I’m grateful my dad let me weep and feel sorry for myself for as long as I needed.  He took a slower route home – hurting more than I know he let on.

I spent the rest of the night unpacking and putting clothes away in a sad daze, and when I fell asleep I had foggy, uncomfortable dreams.

This morning I wanted to turn over and go back to sleep, but I knew I couldn’t.  If you lose a Monday in my job, it makes Tuesday ridiculously hard. 

Mid-morning my cell phone rang; it was the nurse at Jonah’s school.  She told me Jonah was okay, but he was taken by ambulance to the hospital because he had a bump on his head and then he threw up, and they wanted to make sure he didn’t have a head injury.  Then, not 15 minutes later, she calls again to tell me he’s being transferred to a larger hospital in Poughkeepsie.  At this point I really started to worry.  I’m glad they were over-cautious but the two-hospital gig was unnerving.

Andy went to see him and turns out he was okay – they think he maybe had an allergic reaction to mosquito bites.  (He did have 4 or 5 bites on his forehead when I visited him with my dad).  They brought him back to his house and he rested for a while.
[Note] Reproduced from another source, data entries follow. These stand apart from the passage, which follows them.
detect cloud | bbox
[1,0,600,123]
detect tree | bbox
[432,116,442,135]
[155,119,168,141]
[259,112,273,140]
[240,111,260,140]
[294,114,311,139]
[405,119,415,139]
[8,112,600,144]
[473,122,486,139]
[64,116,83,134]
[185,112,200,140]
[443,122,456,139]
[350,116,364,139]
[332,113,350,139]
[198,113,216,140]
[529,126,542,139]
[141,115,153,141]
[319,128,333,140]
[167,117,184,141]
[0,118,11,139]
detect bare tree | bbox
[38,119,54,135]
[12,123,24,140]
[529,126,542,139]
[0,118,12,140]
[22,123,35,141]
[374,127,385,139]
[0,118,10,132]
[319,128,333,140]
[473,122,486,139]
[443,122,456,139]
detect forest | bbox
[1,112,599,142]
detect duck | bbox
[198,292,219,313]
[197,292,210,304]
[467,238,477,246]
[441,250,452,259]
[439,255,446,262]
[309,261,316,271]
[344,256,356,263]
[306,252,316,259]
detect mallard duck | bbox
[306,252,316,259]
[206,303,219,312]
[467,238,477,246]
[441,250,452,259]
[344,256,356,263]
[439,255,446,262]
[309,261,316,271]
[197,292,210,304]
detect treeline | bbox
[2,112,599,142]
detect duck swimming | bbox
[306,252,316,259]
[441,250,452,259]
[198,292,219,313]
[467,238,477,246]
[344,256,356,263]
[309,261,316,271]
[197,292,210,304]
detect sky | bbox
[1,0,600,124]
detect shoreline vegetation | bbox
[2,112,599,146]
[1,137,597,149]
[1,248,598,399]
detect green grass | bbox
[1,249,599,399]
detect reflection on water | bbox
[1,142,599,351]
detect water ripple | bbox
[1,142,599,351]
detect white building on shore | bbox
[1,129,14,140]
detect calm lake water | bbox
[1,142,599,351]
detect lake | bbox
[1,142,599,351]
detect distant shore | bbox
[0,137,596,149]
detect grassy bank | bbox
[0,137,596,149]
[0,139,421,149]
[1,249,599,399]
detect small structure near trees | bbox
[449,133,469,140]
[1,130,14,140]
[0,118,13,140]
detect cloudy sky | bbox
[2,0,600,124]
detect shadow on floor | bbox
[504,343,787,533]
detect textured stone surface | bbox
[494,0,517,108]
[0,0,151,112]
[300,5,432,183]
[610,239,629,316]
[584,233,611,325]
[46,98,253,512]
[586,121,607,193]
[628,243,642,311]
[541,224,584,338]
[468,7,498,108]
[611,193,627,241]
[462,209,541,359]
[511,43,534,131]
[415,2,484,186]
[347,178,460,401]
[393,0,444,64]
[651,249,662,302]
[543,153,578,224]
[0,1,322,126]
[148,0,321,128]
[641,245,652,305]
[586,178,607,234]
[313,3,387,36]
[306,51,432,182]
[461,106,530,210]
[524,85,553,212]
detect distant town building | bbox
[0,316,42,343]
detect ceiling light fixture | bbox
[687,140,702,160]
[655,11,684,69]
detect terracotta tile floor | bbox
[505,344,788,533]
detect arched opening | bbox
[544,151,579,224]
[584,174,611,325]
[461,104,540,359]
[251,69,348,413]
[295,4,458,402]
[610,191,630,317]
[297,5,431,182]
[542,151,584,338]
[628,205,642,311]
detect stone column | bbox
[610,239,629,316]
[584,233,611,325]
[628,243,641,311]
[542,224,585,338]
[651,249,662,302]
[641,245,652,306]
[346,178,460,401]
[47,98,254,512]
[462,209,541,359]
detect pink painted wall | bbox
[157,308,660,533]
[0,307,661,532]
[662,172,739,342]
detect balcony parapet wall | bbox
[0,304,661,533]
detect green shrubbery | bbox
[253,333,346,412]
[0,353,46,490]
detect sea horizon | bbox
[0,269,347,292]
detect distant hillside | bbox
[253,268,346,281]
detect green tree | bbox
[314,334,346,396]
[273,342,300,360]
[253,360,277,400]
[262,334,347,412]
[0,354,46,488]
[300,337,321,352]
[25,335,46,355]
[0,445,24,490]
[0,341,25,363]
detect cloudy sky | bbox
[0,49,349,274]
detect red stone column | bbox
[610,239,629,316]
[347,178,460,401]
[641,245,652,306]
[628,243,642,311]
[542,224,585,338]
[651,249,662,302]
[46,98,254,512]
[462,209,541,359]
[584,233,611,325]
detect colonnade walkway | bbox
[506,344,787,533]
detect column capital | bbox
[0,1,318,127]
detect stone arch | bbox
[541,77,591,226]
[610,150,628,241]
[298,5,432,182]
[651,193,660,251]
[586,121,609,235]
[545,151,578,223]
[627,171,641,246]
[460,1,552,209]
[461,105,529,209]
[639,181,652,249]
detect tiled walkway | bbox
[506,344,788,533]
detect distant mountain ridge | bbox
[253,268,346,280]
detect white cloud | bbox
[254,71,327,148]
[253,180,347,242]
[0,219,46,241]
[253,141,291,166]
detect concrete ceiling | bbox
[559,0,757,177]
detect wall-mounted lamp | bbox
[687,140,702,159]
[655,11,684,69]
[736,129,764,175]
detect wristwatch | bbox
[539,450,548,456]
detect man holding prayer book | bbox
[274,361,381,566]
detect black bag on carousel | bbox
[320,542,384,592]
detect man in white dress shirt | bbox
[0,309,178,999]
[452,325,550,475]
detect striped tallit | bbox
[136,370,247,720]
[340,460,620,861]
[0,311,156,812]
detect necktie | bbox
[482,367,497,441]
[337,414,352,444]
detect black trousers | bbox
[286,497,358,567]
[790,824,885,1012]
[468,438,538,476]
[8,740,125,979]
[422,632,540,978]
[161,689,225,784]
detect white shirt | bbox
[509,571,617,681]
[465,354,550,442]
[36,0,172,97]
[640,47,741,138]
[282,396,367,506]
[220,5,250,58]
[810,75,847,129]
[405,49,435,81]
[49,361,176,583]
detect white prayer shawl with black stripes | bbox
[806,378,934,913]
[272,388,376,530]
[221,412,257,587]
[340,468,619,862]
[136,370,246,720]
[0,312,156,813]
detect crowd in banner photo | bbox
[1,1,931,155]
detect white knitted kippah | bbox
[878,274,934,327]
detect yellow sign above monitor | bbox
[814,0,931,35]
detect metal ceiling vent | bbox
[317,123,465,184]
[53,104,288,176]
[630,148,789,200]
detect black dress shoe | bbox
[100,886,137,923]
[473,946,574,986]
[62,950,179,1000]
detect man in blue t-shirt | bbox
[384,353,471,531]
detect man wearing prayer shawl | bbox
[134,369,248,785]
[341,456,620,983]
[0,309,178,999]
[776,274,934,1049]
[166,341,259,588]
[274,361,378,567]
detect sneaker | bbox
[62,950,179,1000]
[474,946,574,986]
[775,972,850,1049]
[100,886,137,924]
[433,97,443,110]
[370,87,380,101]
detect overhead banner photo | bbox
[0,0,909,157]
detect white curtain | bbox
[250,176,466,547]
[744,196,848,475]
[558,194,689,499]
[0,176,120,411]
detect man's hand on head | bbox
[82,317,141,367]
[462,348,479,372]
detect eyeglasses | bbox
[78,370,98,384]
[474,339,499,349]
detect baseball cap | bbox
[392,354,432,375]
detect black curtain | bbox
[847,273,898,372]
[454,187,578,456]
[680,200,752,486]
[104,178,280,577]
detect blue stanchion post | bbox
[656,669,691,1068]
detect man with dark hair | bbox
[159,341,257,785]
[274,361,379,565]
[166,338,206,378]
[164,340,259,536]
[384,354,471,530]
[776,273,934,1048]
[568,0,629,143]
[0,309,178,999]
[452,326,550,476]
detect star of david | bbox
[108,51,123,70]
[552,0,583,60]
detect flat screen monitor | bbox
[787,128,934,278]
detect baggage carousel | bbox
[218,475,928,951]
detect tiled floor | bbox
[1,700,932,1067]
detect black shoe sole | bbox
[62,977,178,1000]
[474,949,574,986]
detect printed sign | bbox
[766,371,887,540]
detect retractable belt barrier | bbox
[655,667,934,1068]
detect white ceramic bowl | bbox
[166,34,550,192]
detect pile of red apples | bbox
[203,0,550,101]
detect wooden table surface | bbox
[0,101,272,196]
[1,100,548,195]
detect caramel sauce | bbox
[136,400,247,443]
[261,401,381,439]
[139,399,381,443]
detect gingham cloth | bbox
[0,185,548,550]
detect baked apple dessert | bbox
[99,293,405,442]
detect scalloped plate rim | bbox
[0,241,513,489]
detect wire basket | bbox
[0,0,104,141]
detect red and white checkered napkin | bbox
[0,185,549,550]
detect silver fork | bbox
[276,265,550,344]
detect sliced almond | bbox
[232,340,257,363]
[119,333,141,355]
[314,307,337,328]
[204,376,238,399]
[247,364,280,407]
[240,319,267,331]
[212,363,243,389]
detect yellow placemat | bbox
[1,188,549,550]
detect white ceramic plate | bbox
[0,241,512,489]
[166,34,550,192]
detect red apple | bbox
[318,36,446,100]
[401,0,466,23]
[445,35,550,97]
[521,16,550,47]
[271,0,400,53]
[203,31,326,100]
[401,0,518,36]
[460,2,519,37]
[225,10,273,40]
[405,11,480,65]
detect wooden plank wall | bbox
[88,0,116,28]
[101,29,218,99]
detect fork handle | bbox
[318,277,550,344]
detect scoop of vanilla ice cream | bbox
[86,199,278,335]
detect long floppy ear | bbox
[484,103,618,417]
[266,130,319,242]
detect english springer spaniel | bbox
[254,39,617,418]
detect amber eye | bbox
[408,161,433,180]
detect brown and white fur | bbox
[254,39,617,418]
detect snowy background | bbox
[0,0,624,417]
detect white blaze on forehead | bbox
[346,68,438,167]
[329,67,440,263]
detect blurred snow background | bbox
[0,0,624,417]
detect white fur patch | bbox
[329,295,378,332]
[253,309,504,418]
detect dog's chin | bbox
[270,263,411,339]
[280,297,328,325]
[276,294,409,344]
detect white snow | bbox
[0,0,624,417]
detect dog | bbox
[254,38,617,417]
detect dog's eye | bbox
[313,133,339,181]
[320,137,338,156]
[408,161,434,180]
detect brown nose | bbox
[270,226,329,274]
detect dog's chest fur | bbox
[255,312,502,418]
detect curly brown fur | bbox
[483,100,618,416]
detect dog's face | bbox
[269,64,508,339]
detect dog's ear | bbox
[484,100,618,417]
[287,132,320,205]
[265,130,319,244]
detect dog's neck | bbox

So for a few hours today I was trying not to panic, but inside I was terrified.  Heart through the wringer, two days in a row.

When I called his house around 8pm to see how the rest of his day was, they assured me he was fine.  He played on his scooter, ate well, and went to bed just a little early.  I called Andy and my mom to relay this latest news.

Now I’m sitting in a rocking chair and half-watching All in the Family as I type.  I’m breathing deep, in and out, smiling over at cat Almanzo on his scratching-post perch:

His paws make a heart when he puts them together, sweet thing…

…and dog Jack is hanging out looking cute:

M and I are both typing.  I’m thinking of Boo, grateful he is okay.

There are boxes and bags everywhere, but we’re ignoring that because we feel like it.  I’m exhausted and I’m writing like it.  I’d like a day where not much of anything happens.